A short film, which tells the true story of a sex-discrimination protest in the 1970s at one of Aberdeen's most famous pubs, has won an award of merit from the US Best Shorts Film Festival in Los Angeles.
No Ladies Please is a 12-minute production featuring local actors, which depicts the incident in the Grill on Union Street in April 1973. It had its world premiere to a sell-out audience at the Belmont Cinema in Aberdeen on September 30.
The idea for the film was developed by Dr Fiona-Jane Brown, Project Co-ordinator at the University of Aberdeen’s Elphinstone Institute, who discovered the story when she was researching the history of the Grill in 2016.
The Scottish Trade Union Congress was holding its annual conference at Aberdeen Music Hall on April 19, 1973, with the main debate being about the Sex Discrimination Bill. A young delegate called Jacquie Shearer pointed at the Grill, a pub across the road which had a ban on women entering or being served, despite employing female bar staff.
Her colleague George Robertson (who later went on to serve in Tony Blair's cabinet) suggested that he would happily join his female colleagues over at the Grill for a drink to "strike a blow against the discrimination of women". The result was a protest which was splashed across the national news as the trade union women demanded a drink and were summarily ejected by the police due to the owner's complaint.
Dr Brown described the award as a ‘massive boost’ for a new film starring local actors mainly speaking in Scots.
“We entered the film into a competition called Best Shorts, which is based in LA, and were told last Thursday we had won "Award of Merit", alongside a worldwide selection of short films of all genres.
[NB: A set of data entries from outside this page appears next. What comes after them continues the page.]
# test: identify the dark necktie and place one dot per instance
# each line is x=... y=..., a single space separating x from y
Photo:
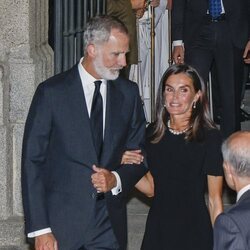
x=96 y=118
x=215 y=8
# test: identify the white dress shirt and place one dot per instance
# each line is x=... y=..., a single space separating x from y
x=88 y=88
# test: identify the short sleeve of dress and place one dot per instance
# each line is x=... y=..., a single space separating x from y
x=213 y=160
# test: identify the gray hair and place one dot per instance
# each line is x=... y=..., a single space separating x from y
x=237 y=156
x=98 y=29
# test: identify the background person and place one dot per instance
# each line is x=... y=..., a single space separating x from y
x=202 y=37
x=231 y=229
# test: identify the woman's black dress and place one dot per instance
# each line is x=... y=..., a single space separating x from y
x=178 y=218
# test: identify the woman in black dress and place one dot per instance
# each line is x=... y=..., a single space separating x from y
x=184 y=159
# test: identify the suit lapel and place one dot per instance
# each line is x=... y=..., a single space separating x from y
x=113 y=108
x=81 y=118
x=244 y=196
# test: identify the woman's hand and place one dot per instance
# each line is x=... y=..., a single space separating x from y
x=132 y=157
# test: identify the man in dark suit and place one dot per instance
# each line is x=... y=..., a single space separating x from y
x=209 y=38
x=231 y=229
x=74 y=187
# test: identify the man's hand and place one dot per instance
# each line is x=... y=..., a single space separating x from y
x=132 y=157
x=246 y=55
x=178 y=54
x=137 y=4
x=46 y=242
x=103 y=180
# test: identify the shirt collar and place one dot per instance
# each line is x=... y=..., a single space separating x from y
x=242 y=191
x=85 y=76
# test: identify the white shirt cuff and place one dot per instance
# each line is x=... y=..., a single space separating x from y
x=39 y=232
x=118 y=188
x=177 y=43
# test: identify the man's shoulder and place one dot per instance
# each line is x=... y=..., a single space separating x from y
x=61 y=79
x=125 y=84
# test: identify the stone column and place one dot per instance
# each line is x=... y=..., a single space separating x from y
x=25 y=60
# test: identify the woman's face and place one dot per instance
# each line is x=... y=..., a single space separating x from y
x=180 y=95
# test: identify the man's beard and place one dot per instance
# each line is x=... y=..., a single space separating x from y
x=104 y=72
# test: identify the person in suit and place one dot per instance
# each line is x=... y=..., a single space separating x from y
x=231 y=229
x=74 y=187
x=222 y=39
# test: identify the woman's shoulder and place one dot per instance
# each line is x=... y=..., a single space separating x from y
x=213 y=135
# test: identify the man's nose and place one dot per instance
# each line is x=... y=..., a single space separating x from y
x=122 y=60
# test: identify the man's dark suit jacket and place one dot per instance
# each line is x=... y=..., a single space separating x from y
x=232 y=228
x=58 y=154
x=189 y=15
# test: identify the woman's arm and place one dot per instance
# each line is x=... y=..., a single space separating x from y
x=146 y=183
x=215 y=187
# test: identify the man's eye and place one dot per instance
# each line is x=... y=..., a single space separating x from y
x=184 y=90
x=169 y=89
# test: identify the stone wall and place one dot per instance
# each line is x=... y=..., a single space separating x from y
x=25 y=60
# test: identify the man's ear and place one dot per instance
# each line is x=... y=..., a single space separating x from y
x=91 y=50
x=228 y=169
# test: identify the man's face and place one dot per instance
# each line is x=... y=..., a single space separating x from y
x=111 y=56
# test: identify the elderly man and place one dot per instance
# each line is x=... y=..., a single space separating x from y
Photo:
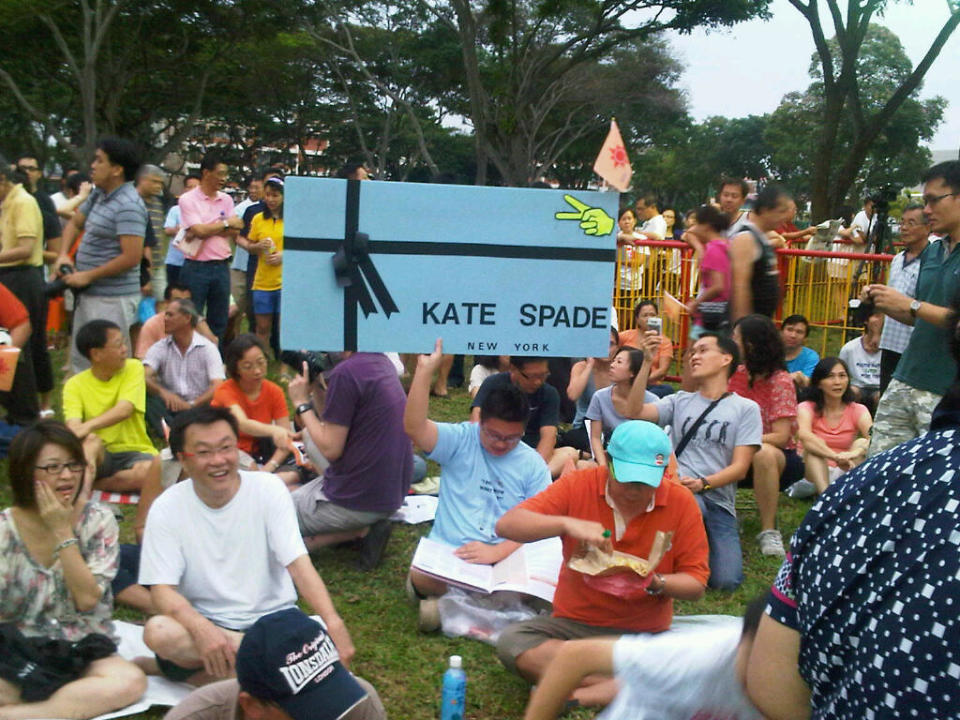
x=183 y=369
x=113 y=220
x=619 y=507
x=904 y=270
x=221 y=550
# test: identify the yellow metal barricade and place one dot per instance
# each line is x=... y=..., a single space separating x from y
x=818 y=285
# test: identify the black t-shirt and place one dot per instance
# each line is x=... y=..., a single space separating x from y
x=544 y=405
x=48 y=211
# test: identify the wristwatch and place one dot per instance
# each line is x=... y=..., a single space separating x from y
x=661 y=584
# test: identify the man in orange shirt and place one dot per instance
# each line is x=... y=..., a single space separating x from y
x=620 y=507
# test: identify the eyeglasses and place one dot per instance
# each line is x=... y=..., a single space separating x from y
x=932 y=200
x=497 y=437
x=206 y=455
x=253 y=365
x=57 y=468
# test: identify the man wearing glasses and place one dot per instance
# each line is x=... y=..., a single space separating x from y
x=925 y=369
x=486 y=471
x=221 y=549
x=530 y=374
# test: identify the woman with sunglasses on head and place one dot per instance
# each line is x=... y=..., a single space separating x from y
x=260 y=407
x=834 y=430
x=58 y=554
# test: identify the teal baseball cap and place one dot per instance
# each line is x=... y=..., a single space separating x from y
x=640 y=452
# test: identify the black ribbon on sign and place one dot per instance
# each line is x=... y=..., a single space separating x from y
x=354 y=268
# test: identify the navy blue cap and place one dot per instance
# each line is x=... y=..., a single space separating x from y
x=288 y=658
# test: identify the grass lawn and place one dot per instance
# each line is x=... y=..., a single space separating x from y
x=406 y=667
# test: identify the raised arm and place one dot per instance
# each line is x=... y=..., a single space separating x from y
x=636 y=407
x=421 y=430
x=742 y=251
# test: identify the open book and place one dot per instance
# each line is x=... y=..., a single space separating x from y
x=532 y=569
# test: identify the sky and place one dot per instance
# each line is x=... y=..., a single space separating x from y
x=747 y=69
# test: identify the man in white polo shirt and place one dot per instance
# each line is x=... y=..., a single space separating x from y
x=183 y=369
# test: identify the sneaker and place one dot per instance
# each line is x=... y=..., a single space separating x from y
x=429 y=615
x=771 y=543
x=373 y=544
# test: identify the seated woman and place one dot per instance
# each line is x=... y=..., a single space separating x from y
x=59 y=555
x=608 y=404
x=834 y=430
x=586 y=377
x=260 y=407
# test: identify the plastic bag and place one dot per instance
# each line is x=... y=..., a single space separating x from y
x=479 y=616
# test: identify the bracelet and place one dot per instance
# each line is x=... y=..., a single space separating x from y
x=65 y=544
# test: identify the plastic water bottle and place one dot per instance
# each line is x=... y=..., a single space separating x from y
x=454 y=690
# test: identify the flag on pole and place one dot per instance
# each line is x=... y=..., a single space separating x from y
x=612 y=164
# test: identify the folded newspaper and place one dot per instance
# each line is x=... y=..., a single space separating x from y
x=599 y=562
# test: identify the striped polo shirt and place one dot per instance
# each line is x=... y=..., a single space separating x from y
x=108 y=216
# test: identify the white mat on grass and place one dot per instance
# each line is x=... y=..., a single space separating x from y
x=160 y=691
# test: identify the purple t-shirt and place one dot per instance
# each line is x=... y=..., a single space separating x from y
x=374 y=472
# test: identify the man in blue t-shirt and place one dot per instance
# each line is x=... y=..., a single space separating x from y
x=486 y=471
x=801 y=360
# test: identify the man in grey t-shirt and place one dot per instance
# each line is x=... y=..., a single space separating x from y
x=719 y=451
x=114 y=219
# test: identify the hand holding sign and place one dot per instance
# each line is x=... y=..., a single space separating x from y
x=432 y=361
x=593 y=221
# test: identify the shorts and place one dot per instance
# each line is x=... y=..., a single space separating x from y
x=516 y=639
x=793 y=470
x=115 y=462
x=266 y=302
x=317 y=515
x=129 y=569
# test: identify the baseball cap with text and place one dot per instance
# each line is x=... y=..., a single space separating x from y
x=640 y=452
x=289 y=659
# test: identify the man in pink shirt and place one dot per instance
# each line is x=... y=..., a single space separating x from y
x=207 y=215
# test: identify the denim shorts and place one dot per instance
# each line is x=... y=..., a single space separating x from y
x=266 y=302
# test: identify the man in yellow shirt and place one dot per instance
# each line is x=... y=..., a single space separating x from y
x=105 y=406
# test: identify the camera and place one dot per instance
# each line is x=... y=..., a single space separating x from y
x=56 y=288
x=317 y=362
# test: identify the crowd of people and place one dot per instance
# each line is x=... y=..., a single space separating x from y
x=605 y=453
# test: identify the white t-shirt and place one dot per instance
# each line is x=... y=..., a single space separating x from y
x=657 y=224
x=863 y=224
x=231 y=562
x=864 y=367
x=679 y=675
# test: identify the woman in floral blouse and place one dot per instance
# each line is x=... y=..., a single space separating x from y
x=58 y=554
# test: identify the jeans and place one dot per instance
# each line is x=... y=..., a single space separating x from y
x=723 y=535
x=209 y=284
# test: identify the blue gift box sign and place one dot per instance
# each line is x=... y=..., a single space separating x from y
x=383 y=266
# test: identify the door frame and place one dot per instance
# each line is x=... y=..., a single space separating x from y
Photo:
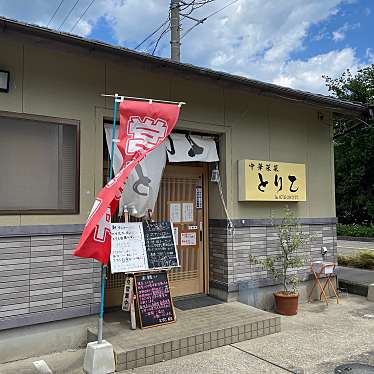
x=204 y=166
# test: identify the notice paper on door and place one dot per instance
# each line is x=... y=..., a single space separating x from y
x=188 y=238
x=187 y=212
x=175 y=212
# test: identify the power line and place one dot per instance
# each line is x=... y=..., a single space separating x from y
x=68 y=15
x=154 y=32
x=55 y=12
x=82 y=15
x=204 y=19
x=159 y=38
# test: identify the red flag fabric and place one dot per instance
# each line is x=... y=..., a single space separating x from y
x=143 y=126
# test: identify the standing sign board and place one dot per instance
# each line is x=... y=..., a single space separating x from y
x=140 y=246
x=160 y=245
x=154 y=300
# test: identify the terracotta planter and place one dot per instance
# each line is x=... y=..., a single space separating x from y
x=286 y=304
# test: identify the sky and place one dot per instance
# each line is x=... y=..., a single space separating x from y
x=287 y=42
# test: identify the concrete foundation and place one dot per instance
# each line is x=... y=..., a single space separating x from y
x=99 y=358
x=30 y=341
x=371 y=292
We have also entered another 11 competitions, including the Oslo Short Film Festival, and we received a special mention in Edinburgh's UK Seasonal Short Films competition, which took place earlier this month.
“I started researching the Grill in 2016 and decided that the story of the protest should be shared with a wider audience. After a successful funding bid to Aberdeen City Council’s Creative Funding team and a crowdfunding campaign, the film was made under the auspices of the Bon Accord Civic Heritage Association, a non-profit group I set up to promote lesser-known elements of local history, and produced by local community film group, Crow House Projects.
“I hope that the experience of film-making can feed into my new project and inspire the making of more documentary-style films on North East history and culture through Elphinstone Institute.”